"If you just look at this you would say, 'Wow 90 percent of the kids were graduating in 2010 ... What happened to all those students? Why are we not graduating our students?' " Park said. "Well that's not the case. It's a change in the calculation, not a change in student behavior."
Plus, Utah's graduation rates are improving, she said. When state officials applied the new formula to years past, they found that the state's high school graduation rate has actually risen by 7 percentage points over the past four years. Graduation rates also have improved among students who are Latino, black, American Indian, English language learners, from low-income families, and who have disabilities though gaps between groups remain.
"There's been incredible improvement happening in the state and I think this speaks to the hard work students and schools are doing," Park said. Still, she said, "Until we can say 100 percent of our kids graduated I think there's always room for improvement."
All states are being required to use the new formula in an effort to make comparisons easier between states and ensure rates aren't inflated at the state level. The formula, however, changes the way many states have been calculating their rates. Chris West, a researcher at the Everyone Graduates Center at Johns Hopkins University, said he expects 5 to 10 percent declines in most states.
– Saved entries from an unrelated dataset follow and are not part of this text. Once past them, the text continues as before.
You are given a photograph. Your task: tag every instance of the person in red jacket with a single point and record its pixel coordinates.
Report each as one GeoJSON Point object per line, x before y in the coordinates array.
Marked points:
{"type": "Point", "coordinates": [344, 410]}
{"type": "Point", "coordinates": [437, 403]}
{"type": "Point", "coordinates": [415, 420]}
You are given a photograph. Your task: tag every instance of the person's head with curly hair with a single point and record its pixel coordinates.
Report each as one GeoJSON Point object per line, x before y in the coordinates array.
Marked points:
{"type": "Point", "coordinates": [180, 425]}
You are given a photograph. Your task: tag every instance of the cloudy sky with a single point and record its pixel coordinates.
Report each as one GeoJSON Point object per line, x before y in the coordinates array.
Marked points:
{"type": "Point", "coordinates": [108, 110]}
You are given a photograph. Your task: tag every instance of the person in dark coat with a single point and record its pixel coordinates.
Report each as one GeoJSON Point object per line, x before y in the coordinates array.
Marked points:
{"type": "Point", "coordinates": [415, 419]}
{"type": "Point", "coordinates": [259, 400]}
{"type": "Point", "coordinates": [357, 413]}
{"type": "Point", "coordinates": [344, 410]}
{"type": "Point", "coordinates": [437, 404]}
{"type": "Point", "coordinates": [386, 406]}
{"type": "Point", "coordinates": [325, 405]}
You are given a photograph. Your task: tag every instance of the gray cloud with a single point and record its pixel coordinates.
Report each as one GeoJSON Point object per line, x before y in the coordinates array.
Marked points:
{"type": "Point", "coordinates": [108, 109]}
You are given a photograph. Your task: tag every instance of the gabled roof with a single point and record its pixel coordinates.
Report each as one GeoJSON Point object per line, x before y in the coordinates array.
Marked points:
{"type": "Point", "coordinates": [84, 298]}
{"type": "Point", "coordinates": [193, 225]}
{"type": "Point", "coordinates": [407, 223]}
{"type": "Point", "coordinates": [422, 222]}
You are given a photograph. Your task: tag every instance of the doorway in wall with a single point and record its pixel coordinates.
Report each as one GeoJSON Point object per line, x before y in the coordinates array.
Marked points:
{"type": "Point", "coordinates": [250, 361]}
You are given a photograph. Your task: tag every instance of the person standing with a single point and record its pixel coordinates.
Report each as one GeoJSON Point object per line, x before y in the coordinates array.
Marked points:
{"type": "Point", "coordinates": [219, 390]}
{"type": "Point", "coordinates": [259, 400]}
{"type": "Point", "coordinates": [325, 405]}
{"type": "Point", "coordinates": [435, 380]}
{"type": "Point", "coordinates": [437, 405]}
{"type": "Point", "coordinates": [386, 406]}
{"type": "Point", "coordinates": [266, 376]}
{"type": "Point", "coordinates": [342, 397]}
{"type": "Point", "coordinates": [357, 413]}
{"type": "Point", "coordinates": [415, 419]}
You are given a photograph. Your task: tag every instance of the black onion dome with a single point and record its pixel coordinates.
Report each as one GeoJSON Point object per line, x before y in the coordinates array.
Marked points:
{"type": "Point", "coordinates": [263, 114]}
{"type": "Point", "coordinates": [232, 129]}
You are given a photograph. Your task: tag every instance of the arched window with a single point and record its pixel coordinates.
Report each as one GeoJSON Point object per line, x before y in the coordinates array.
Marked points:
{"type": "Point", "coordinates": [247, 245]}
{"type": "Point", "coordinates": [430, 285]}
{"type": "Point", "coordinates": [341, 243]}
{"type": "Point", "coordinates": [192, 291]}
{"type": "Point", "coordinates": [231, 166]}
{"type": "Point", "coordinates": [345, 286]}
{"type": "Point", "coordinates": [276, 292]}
But he says it's a good switch, calling the new rates "more realistic" because they focus mainly on counting students who earn regular diplomas.
"They weren't inaccurate before," West said of the old state calculations, "but if everybody is defining things differently it's hard to have a national discussion."
Under the new calculation, different students are counted as graduates and nongraduates. For example, the old Utah formula counted as graduates students with severe cognitive disabilities who took a certain state assessment but didn't earn regular diplomas; students who earned GEDs; and special education students who took more than four years to graduate. Now, none of those categories of students can be included as graduates.
Also, students who transfer to higher education, to a Utah College of Applied Technology, who withdraw from high school due to illness or injury, for example, or who earn certificates of completion (meaning they didn't leave high school but didn't earn enough credits to graduate either) must now be counted as nongraduates whereas before they weren't included in any calculations.
And, the statewide graduation rate is now being calculated starting with 9th graders instead of with 10th graders.
With those changes, most Utah school districts saw their graduation rates decline for last school year.
Among the five largest school districts in the state, Canyons District had the highest graduation rate but still saw its rate drop from 95 percent to 83 percent because of the new formula.
Canyons Superintendent David Doty credited the district's relatively high rates to its focus on encouraging students to take courses meant to prepare them for life beyond high school, such as by offering differentiated diplomas.
Despite the drop, Doty said he supports the new formula because it counts students starting in ninth grade rather than 10th.
"I anticipated that it would happen, I think we all did, but I'm certainly not discouraged by it," Doty said of the decrease. "I think it's a more comprehensive way of looking at it."
Park said she thinks the new calculation is good but cautioned that it's important to continue to honor and recognize students who may not earn diplomas because they're in special education or continuing their educations in other ways.
The formula change also led to big drops among rates for minority groups. According to the new data, only 57 percent of Utah's Latino and American Indian students are graduating, though their rates are improving.
Isaiah "Ike" Spencer, chair of the state school board's Coalition of Minorities Advisory Committee, said he can see how those numbers might have dropped now that ninth grade is included.
"You're looking at more people that aren't going to be in the high paying jobs," Spencer said, noting it will be difficult for state leaders to reach the goal of having a highly skilled future workforce with such graduation rates. He said he'd like to see graduation rates calculated using data starting in eighth grade, to get an even better picture.
According to state office data, dropout rates about double each year from seventh to 12th grades, with the highest percentages of students dropping out as seniors.
State officials also released data Tuesday showing that class sizes, in many cases, have increased this year, though statewide class sizes overall remain unchanged. The median class size is 24 students in elementary grades and 29 students in secondary schools.
As was true last year, schools that failed to meet federal testing goals had larger class sizes on average than those that passed. Also, schools with high percentages of students from low-income homes tended to have lower class sizes, likely because they often receive additional federal funding, Park said.